Impression of Week 7

      LinkedList was introduced to us this week. And we are using that to do iteration and mutation.
      The way to solve LinkedList problems is iteration. We go over every element in the linked list and find what we want, then we make mutations.
      For example, the __contains__ method we did in the lecture:
def __contains__(self, value):
        ''' (LinkedList, object) -> bool

        Return whether LinkedList (self) contains value.

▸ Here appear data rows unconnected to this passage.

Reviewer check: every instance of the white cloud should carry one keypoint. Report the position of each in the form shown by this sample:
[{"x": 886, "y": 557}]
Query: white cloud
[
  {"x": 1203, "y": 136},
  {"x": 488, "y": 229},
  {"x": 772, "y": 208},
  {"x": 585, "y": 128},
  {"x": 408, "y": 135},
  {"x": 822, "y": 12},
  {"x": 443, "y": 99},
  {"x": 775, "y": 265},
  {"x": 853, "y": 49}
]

        >>> lnk = LinkedList()
        >>> lnk.prepend(0)
        >>> lnk.prepend(1)
        >>> lnk.prepend(2)
        >>> lnk.__contains__(1)
        True
        >>> lnk.__contains__(3)
        False
        '''
        cur_node = self.front
        while cur_node:
            if cur_node.value == value:
                return True
            cur_node = cur_node.nxt
        return False
      In this example, we are checking if value is in a linked list. Our thought was to go over all the nodes in the linked list, check every one of them to see if it has the same value as value. So, we store the node we are checking in a variable called cur_node, as we go deeper into the linked list, cur_node changes. If cur_node's value is equal to value, we return True, if not, we set cur_node to the next node and keep checking. When we go over all the nodes and nothing is returned, that means there are no value in the linked list, so we return False.

2015年3月1日星期日

Recursion

      Recursion is a pretty new stuff that we just learned in class. It is somehow different from what we already known about python.
      Recursion is used in functions to solve problem with unknown layers and cannot be solved simply by for or while loops, for example, checking elements in arbitrarily nested-lists and that is the main problem that we've trying to solve with recursion so far. Recursion and loops are doing the same job which is repeating some lines of code, but the difference between them is that when recursion is used in a function, it is calling the function itself inside this function.
      This is an example of recursion:
    def sum_list(L):
        ’’’
        (arbitrarily nested list of int or int) -> int
        Return the sum of all ints in L.
        >>> sum_list([1, [2, 3], [4, 5, [6, 7], 8]])
        36
        ’’’
        if isinstance(L, list):
            return sum([sum_list(x) for x in L])
        else:
            return L
      This function is summing all the elements in the list up. The recursive idea in this function is that we keep looking inside nested-lists until there are no nested-lists left. As we can see in this function, a recursion contains an if statement. This if statement is important when we are trying to make a recursion. How do we so that?
      First, we need a base case which can be done without recursing. Base case is also the thing we are looking for using the recursion. In this case, is when L is an int, so that we don't need to look inside lists to find int and there is no need so sum up an int so we return that int. Now we have our first part of the code. Then we need to consider other cases. If L is a list, we should check the elements in L. If the element is an int, we return it and if it is a list, we keep checking the elements inside it. This is where we need recursion. We call this function on every element in L, so that this function does what we want. Using a list comprehension to collect the results and sum them up. The recursion basically looks like this: 'if base case, else: recursion'.
      When running this function on the doctest, the process should be as follows:
      sum_list([1, [2, 3], [4, 5, [6, 7], 8]])
-> sum([sum_list(1), sum_list([2, 3]), sum_list([4, 5, [6, 7], 8])])
-> sum([1, sum([sum_list(2), sum_list(3)]), sum([sum_list(4), sum_list(5), sum_list([6, 7]), sum_list(8)])])
-> sum([1, sum([2, 3]), sum([4, 5, sum([sum_list(6), sum_list(7)]), 8])])
-> sum([1, 5, sum([4, 5, sum([6, 7]), 8])
-> sum([1, 5, sum([4, 5, 13, 8])])
-> sum([1, 5, 30])
-> 36
      Basically what recursion does is it stops and return stuff when we find what we need, int for example, if not we keep checking.